Making Sense of Gameplay Effect Durations

What are Gameplay Effects

Gameplay Effects are part of GAS (Gameplay Ability System) in Unreal and are one of the main tools with which you can implement gameplay behaviors.

At it’s most basic level, gameplay effects can be used to modify attributes in different ways, which is incredibly useful.

Gameplay Effects can do much, much more as well, but this time I will focus on a very specific topic which is the effect Duration Policy property, as it can sometimes get confusing.

When you create a gameplay effect, you will see that in the Duration Policy property you have 3 choices: Instant, Has Duration and Infinite.

Let’s see what this actually means.

Instant Gameplay Effects

Instant Gameplay Effects are the most basic effects you can create. What I mean by them being instant is that the moment you apply them, they will do their thing and be done.

This is why if you apply the effect and try to get the handle that the ASC ( Ability System Component ) returns, that handle will not be valid ( although it will have info that the effect has been applied )

The most basic thing you can do with an instant effect is to modify attributes, and this modifications will be permanent, they will modify the Base Value of the attributes.

An example of this would be a damage effect that takes health away from you, the moment the damage is applied, the health is gone and the effect is done.

Duration Gameplay Effects

If you set the Duration Policy to Has Duration two different things will happen.
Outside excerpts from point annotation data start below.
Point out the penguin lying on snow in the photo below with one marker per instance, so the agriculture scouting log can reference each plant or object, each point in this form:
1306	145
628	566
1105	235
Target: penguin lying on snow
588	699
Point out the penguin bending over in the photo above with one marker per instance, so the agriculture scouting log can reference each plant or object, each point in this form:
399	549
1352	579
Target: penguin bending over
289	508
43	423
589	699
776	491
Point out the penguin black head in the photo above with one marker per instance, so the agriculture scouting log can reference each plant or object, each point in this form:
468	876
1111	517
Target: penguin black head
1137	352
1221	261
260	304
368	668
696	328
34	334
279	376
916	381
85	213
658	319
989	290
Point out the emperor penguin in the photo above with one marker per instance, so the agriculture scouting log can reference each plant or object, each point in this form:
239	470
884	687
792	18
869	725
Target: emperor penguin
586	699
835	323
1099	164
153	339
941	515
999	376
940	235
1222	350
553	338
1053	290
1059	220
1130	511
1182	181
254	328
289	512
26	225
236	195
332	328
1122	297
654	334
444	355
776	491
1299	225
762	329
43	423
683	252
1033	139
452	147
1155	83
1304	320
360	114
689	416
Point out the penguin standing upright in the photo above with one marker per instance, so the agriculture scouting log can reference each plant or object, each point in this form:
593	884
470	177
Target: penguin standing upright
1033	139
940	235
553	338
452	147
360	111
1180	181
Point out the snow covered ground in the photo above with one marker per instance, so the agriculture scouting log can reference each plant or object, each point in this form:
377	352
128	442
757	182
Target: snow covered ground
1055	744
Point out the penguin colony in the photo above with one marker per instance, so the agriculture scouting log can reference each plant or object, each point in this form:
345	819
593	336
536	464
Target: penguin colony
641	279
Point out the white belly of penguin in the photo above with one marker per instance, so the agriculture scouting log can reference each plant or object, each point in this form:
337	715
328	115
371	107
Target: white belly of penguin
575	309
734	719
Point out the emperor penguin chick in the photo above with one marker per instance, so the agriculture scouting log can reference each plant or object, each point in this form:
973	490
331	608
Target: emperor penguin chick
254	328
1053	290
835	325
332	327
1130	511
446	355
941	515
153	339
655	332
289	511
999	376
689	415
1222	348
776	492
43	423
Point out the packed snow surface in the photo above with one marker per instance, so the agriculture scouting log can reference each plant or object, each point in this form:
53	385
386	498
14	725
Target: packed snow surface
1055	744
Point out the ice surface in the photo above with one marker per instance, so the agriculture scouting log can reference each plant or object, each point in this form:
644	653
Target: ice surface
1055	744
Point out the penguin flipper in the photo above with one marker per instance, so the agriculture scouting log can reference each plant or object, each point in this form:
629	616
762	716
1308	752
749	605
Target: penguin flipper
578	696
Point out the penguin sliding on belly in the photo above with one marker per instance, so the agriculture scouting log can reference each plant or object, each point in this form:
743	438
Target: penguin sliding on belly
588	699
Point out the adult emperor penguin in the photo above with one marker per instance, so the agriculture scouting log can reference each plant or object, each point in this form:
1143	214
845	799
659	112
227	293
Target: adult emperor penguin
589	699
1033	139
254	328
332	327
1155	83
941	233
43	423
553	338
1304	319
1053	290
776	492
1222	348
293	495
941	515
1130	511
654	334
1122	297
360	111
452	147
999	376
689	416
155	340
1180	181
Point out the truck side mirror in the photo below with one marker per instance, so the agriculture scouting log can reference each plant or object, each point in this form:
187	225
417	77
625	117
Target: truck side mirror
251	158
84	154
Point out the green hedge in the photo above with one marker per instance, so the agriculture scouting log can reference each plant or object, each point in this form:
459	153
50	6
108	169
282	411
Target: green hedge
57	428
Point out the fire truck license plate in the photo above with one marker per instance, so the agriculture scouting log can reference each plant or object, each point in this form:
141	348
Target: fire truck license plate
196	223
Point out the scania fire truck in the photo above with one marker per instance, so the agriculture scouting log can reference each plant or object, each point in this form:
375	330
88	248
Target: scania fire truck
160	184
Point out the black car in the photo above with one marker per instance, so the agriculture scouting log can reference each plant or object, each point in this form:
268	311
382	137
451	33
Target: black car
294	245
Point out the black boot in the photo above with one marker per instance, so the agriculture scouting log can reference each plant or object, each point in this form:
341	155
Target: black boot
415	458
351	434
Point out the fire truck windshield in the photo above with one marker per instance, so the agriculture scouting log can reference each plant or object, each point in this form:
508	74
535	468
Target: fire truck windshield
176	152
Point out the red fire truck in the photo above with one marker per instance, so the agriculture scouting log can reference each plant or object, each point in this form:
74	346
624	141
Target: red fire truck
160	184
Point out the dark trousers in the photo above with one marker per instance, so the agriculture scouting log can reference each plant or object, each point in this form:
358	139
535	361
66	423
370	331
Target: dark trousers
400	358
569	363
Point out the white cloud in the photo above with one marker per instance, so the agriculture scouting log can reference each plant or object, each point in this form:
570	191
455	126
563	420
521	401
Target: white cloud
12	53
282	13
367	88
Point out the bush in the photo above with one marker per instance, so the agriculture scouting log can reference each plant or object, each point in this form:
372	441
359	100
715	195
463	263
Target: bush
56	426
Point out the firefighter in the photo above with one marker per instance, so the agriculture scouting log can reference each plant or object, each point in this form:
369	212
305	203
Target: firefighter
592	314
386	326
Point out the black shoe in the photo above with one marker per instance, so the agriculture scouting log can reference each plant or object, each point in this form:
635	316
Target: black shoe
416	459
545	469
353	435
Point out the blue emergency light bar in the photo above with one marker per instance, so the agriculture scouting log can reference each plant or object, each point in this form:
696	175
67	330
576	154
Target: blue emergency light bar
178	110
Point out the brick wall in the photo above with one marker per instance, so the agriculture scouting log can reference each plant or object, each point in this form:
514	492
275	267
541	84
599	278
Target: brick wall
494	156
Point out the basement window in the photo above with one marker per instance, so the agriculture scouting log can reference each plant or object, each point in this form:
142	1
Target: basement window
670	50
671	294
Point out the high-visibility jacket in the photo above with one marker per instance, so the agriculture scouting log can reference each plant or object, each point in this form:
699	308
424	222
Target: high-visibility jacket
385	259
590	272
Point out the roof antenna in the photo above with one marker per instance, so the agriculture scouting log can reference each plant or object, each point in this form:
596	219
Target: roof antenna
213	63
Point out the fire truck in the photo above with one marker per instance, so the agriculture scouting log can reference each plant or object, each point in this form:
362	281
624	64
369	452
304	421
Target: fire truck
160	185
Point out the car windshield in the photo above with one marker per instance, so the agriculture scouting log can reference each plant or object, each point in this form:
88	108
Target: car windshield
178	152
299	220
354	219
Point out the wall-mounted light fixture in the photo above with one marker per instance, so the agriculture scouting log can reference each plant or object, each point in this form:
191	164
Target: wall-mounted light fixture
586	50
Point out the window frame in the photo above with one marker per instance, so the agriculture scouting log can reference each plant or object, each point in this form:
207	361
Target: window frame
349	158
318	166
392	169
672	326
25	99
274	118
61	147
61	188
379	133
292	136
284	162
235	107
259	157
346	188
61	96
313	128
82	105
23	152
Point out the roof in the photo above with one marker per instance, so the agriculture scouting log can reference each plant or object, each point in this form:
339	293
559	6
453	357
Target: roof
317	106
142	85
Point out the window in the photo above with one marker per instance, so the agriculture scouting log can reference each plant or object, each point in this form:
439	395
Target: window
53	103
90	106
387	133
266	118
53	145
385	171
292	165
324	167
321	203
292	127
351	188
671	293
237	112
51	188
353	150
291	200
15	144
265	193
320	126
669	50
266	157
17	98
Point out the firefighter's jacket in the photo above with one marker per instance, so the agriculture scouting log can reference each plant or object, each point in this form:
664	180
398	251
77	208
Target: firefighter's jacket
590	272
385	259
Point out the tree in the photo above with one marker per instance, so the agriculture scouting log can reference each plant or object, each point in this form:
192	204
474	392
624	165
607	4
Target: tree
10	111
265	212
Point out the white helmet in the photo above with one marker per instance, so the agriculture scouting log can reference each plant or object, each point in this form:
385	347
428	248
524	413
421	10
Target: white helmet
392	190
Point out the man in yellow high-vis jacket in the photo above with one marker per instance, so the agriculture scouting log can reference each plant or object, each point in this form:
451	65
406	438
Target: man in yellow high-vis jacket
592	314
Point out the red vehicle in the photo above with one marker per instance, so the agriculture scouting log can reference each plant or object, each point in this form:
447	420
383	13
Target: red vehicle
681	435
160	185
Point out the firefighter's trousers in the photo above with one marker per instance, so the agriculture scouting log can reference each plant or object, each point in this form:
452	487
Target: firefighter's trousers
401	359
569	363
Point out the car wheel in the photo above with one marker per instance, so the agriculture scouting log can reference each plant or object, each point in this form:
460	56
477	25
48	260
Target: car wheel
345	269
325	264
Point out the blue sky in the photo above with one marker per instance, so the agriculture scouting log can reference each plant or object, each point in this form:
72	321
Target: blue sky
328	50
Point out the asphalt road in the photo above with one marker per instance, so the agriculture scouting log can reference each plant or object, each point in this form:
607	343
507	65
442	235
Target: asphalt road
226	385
The first one is that you will get a handle of that effect when you apply it and once the selected duration is over the effect will expire.

The second is that you will see that now you are no longer modifying the base value of the attributes but instead you are modifying the Current Value.

This is because Has Duration effects are temporal effects, they are only active while the effect is active, and once the effect is gone its side-effects will be gone too.

To manage this Attributes in the Gameplay Ability System have a Base Value and a Current Value.

If you want to do a permanent change ( receive damage, or heal ) you modify the base value, if you want temporal changes ( a 5 seconds buff to strength ) you modify the current value so that the attribute can return to the correct value once the effect is gone.

This is important as you may have tons of effects applied at the same time modifying temporarily multiple things, so the base value may be really different from the current value.

In the end the important thing is that duration effects are temporal gameplay effects that only modify the base value ( this will be expanded further down as there are some exceptions )

Infinite Gameplay Effects

Finally you have Infinite duration effects. This effects are in reality the same as Has Duration effects, but they simply do not expire with time. You will need to manually remove them or for a effect condition to be met that removes them.

So in reality, more than Infinite, they are Effects that will stay here until removed.

This are useful for things like a weapon giving you a buff while the weapon is equipped, or a fire hazard that applies a debuff to you while you are inside it.

Period

I teased a little bit before that even though I said that duration and Infinite gameplay effects modify only the current value, there are some exceptions…

When you add a period to the effect that is one of those exceptions.

The moment you do this you will see that modifiers no longer apply to the current value (temporal ) but to the base value ( permanent).

The period makes it so it’s like we are applying an instant effect every tick of the period.

This is useful for things like poison or healing over time, as you would not want that all the damage the poison has done goes away the moment you are no longer poisoned ( the effect goes away, but its periodic side-effects stay )

Things to take into account

In this case I only talked about attribute modifications, but regarding some other topics, instant effects for instance can not grant tags, but duration and infinite effects can grant tags to the ASC.

All of them can have executions ( pieces of code that will run on application of the effect, or on period for duration/infinite effects. And the list goes on.

At the same time now since Unreal 5.3 I think Unreal has modular gameplay effects instead of the monolithic gameplay effects of the past, so they can be extended with tons of cool features, but this may be a topic for another entry.

Conclusion

You have seen that gameplay effects can have different duration policies ( Instant, Has Duration and Infinite ).

Depending on your needs you can use one duration policy or another to help you accomplish whatever gameplay behavior you desire.

I hope this has been helpful in making you better understand how Duration Policy works in the Gameplay Effects of the Unreal Gameplay Ability System.